I changed out the power supply with a new one – and the server rebooted again for no reason.
Next I checked the memory using the memtest86+ Linux utility. The server has 2 pieces of GSkill 2 GB DDR2-800 memory and the motherboard has two banks. I ran the test and it got to about 2% (took about five minutes) and the server rebooted again!
So I thought it was possibly the memory. I took out one of the memory modules, ran memtest86+ again, and the test fully completed an hour later.
The server was shut down again and the other memory was added back to bank 2. I re-ran the test – just thinking maybe it was a fluke of chance the server rebooted during the process, and again – about 2% it restarted again.
This time I took the memory out of bank 1 – the one that previously tested just fine. So only the previously untested memory was in bank 2. Turned the server on – and it wouldn't even post.
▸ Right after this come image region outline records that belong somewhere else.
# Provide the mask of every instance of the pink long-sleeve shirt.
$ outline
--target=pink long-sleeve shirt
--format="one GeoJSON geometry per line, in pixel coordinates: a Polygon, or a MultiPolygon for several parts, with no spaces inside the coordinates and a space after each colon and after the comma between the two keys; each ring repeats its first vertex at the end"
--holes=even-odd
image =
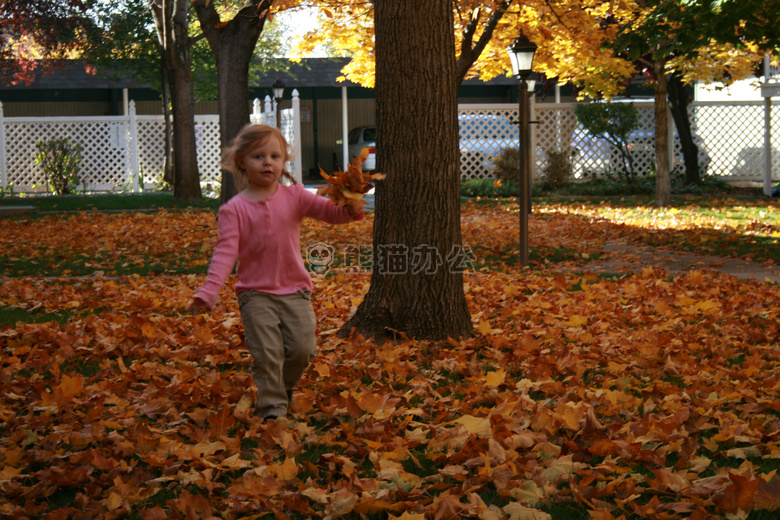
{"type": "Polygon", "coordinates": [[[301,221],[312,217],[331,224],[360,220],[302,185],[280,184],[263,201],[238,194],[219,208],[219,238],[208,276],[195,295],[213,307],[238,260],[236,293],[271,294],[311,291],[313,284],[301,256],[301,221]]]}

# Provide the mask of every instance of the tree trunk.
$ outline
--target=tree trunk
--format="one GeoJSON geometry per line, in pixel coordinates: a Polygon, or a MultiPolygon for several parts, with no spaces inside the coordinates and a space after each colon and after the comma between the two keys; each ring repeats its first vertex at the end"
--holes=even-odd
{"type": "Polygon", "coordinates": [[[449,0],[376,0],[378,171],[371,286],[341,329],[471,335],[463,291],[457,82],[449,0]]]}
{"type": "Polygon", "coordinates": [[[160,82],[162,85],[163,120],[165,121],[165,161],[163,162],[163,182],[171,186],[173,180],[173,129],[171,128],[171,108],[168,94],[171,87],[168,82],[168,67],[165,64],[165,49],[160,47],[160,82]]]}
{"type": "Polygon", "coordinates": [[[669,104],[671,105],[672,117],[677,127],[677,135],[680,136],[680,145],[682,146],[683,160],[685,161],[685,184],[701,184],[699,148],[693,141],[691,120],[688,117],[690,101],[679,73],[674,73],[669,77],[669,104]]]}
{"type": "Polygon", "coordinates": [[[202,197],[195,146],[195,91],[192,83],[188,0],[151,0],[157,35],[164,50],[173,107],[173,197],[202,197]]]}
{"type": "MultiPolygon", "coordinates": [[[[197,0],[195,11],[217,62],[219,132],[224,148],[249,123],[249,61],[263,31],[270,2],[254,0],[227,24],[219,19],[214,2],[197,0]]],[[[220,200],[237,192],[233,175],[222,170],[220,200]]]]}
{"type": "Polygon", "coordinates": [[[653,62],[655,87],[655,203],[658,207],[672,203],[672,178],[669,172],[669,117],[666,110],[665,62],[653,62]]]}

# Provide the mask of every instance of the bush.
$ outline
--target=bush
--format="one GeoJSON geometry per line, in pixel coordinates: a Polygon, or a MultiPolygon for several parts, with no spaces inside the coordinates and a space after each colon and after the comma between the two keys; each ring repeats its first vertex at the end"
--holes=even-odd
{"type": "Polygon", "coordinates": [[[46,183],[54,195],[70,195],[76,191],[81,169],[81,143],[71,143],[67,137],[40,141],[36,164],[43,167],[46,183]]]}
{"type": "Polygon", "coordinates": [[[546,189],[556,190],[568,183],[572,174],[569,152],[548,150],[547,167],[543,173],[546,189]]]}
{"type": "Polygon", "coordinates": [[[606,139],[628,166],[626,180],[634,182],[636,171],[628,153],[628,136],[639,125],[639,112],[633,103],[585,103],[574,107],[577,122],[588,135],[606,139]]]}
{"type": "Polygon", "coordinates": [[[472,179],[460,185],[460,194],[464,197],[517,197],[517,192],[517,183],[514,181],[472,179]]]}

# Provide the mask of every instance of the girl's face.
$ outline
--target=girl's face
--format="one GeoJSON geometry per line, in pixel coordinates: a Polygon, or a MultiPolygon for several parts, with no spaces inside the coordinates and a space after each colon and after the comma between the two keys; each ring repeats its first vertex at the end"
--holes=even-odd
{"type": "Polygon", "coordinates": [[[284,169],[284,150],[279,139],[271,136],[254,146],[241,161],[249,185],[247,190],[259,194],[273,194],[284,169]]]}

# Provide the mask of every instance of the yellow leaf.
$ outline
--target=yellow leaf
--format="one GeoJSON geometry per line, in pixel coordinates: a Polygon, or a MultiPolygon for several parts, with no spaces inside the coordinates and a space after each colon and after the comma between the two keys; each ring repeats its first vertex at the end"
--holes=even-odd
{"type": "Polygon", "coordinates": [[[477,437],[486,438],[491,436],[490,418],[474,417],[473,415],[464,415],[454,422],[463,426],[467,432],[477,437]]]}
{"type": "Polygon", "coordinates": [[[298,465],[294,458],[287,457],[282,464],[273,466],[271,471],[279,480],[292,480],[298,475],[298,465]]]}
{"type": "Polygon", "coordinates": [[[492,386],[493,388],[497,388],[501,386],[505,379],[506,371],[503,368],[499,368],[495,372],[488,372],[485,375],[485,384],[492,386]]]}
{"type": "Polygon", "coordinates": [[[425,520],[423,513],[410,513],[409,511],[404,511],[401,516],[389,515],[389,517],[392,520],[425,520]]]}
{"type": "Polygon", "coordinates": [[[301,494],[307,498],[310,498],[318,504],[328,503],[328,492],[320,488],[308,488],[301,492],[301,494]]]}
{"type": "Polygon", "coordinates": [[[106,506],[106,509],[109,511],[113,511],[115,509],[119,509],[122,507],[122,497],[118,494],[112,491],[108,498],[103,500],[103,505],[106,506]]]}
{"type": "Polygon", "coordinates": [[[509,515],[509,520],[552,520],[544,511],[526,507],[518,502],[505,505],[503,511],[509,515]]]}
{"type": "Polygon", "coordinates": [[[569,327],[582,327],[583,325],[586,325],[588,323],[588,318],[585,316],[578,316],[574,315],[571,318],[569,318],[569,321],[567,325],[569,327]]]}

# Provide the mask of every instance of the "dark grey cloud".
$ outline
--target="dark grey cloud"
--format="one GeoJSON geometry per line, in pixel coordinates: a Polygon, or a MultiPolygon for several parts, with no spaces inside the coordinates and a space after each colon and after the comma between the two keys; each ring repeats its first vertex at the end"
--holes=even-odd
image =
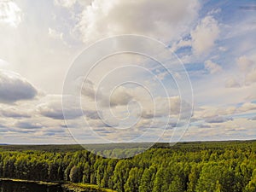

Oh boy I thought – I've got some bad memory. So I turned the server off and put the memory in bank 2 into bank 1 – this time figuring I would check the memory controller on the motherboard. Turned the server on – and again, wouldn't even post.
I put the original tested memory back into bank 1 and took the other memory out of bank 1 and put it off to the side. This previously worked – and again, the server wouldn't post yet again.
Luckily a few months back, I upgraded our home computer and had a full motherboard/processor/memory combo in storage. I took it out, got it all setup, hooked in the server's hard drive and CD-ROM and poof.. off and running. Before I booted onto the server hard drive, I booted off the CD and did a full image of the server hard drive – just in case the new motherboard/processor/memory combo caused problems.
Rebooted after making the image – and viola! The Linux server kicked right off – and needing no additional drivers or loading anything! I did have to go in and change the MAC address for the network card – otherwise it was showing up as eth1 with no configuration. Easily done – I just opened up the /etc/udev/rules.d/70-persistent-net.rules and removed the line for the old network card – then changed the "eth1" to "eth0" on the end of the new card.
Much easier than a Windows server where you would have possibly had re-activation, new drivers to download and configure, and who knows what other potential problems.
The Decatur server's motherboard is only about 1.5 years old – I am appalled that the memory controller has gone bad. I did notice there was one capacitor that was raised and looked like it was just beginning to leak – so I wonder if it is the culprit. The original board was an ECS AMD69GM-M2. I just ordered a new JetWay JM26GT4-LF motherboard today. I got it for a steal of $35 including shipping. Otherwise, I was contemplating leaving the system as-is with the AMD XP3200+ 64-bit processor and 1 GB of memory. The other processor/memory was an ADM 64 X2 2.2 GHz and 4 GB of memory.